Tactics to jump-start finance and IT collaboration

If you, as a finance leader, aren’t yet collaborating with your counterpart in IT, now is a good time to start building that relationship and laying the groundwork for effective teamwork between the finance and IT departments. It’s likely only a matter of time before your organization will need to rely on finance and IT collaboration to execute a digital project successfully. So, here are some ways that CFOs and CIOs can start fostering collaboration between their departments:

  • Ask for employees to offer ideas. One way to get finance and IT teams thinking about how and why they might work together is to ask for their ideas. They may already have some suggestions — including those you had not already considered. Asking team members for their recommendations will help them feel like they are part of the process — as well as more positive about collaborating. Consider meeting with each group individually first, and then bringing everyone together to build on ideas and perhaps, brainstorm new ones.
  • Don’t wait for a major project to arise. If possible, avoid making a mission-critical initiative the debut for finance and IT collaboration. Simply setting deadlines and telling teams to “work together” could easily lead to disaster. Instead, start connecting your teams in the day-to-day work environment by giving them insight into what each group is working on and how those objectives impact the organization’s overarching goals. Mentoring and job shadowing programs are two excellent methods of giving finance a peek into the world of IT and vice versa.
  • Invest in team-building efforts. Teams work better together when employees know and respect one another and get along well. So, consider organizing team-building events inside and outside of the office to break down silos, build rapport between the finance and IT departments, and ideally, enhance employees’ knowledge and skills. One idea is to set up a casual, catered lunch or brunch on-site, inviting both departments to eat good food, socialize and then hear from a special keynote speaker. For example, you might bring in a digital transformation expert, who could talk about how technology is changing the nature of work for finance and IT.

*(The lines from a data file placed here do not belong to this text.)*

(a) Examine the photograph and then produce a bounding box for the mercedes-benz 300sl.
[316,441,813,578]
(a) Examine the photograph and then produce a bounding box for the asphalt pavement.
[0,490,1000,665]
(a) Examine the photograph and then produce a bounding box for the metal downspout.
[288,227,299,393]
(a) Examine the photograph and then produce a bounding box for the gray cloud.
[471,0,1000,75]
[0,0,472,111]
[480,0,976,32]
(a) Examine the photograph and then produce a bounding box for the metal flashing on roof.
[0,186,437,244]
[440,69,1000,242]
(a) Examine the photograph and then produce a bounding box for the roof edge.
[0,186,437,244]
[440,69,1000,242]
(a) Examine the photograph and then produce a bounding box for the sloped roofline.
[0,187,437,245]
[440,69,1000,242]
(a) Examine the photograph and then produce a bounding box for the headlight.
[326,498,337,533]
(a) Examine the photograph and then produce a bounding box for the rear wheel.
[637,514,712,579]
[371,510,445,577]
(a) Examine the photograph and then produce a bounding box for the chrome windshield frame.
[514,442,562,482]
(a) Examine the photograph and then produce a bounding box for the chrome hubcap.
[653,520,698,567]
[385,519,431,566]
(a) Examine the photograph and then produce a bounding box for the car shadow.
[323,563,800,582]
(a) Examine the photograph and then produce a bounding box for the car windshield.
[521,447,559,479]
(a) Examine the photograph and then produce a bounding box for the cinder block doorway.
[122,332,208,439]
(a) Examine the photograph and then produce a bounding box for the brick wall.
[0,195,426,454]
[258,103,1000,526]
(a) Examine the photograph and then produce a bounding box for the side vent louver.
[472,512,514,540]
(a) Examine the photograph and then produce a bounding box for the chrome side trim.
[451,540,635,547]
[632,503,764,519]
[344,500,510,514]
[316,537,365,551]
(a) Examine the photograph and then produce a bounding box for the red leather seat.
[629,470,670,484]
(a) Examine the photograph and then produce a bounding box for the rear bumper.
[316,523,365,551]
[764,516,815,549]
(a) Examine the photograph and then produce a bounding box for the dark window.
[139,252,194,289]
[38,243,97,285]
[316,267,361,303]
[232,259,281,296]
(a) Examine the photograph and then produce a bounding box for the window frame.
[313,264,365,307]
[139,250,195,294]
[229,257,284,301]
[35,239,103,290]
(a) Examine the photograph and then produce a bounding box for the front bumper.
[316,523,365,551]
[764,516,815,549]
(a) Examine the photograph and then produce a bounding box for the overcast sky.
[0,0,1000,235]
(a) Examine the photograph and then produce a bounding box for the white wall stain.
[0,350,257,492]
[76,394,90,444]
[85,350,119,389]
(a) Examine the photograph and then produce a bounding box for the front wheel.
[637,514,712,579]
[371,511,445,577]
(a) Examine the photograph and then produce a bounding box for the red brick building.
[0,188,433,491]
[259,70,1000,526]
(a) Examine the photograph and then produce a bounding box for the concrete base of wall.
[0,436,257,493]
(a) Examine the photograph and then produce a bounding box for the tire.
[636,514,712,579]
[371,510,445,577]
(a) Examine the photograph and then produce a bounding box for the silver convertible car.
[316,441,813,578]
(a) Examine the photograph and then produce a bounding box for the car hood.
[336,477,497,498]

Even if your firm has no immediate plans to undertake an initiative that would require finance and IT collaboration, the business can generally benefit from a closer relationship between these two critical functions. And there’s a good chance that accounting and finance staff would like the opportunity to glean knowledge from the company’s tech experts, regardless of any imminent business need. In fact, 83% of accounting and finance managers surveyed for the Jobs and AI Anxiety report said they believe their teams are eager to learn about new technologies. So, there is little to lose, and much to gain, by fostering finance and IT collaboration in your organization.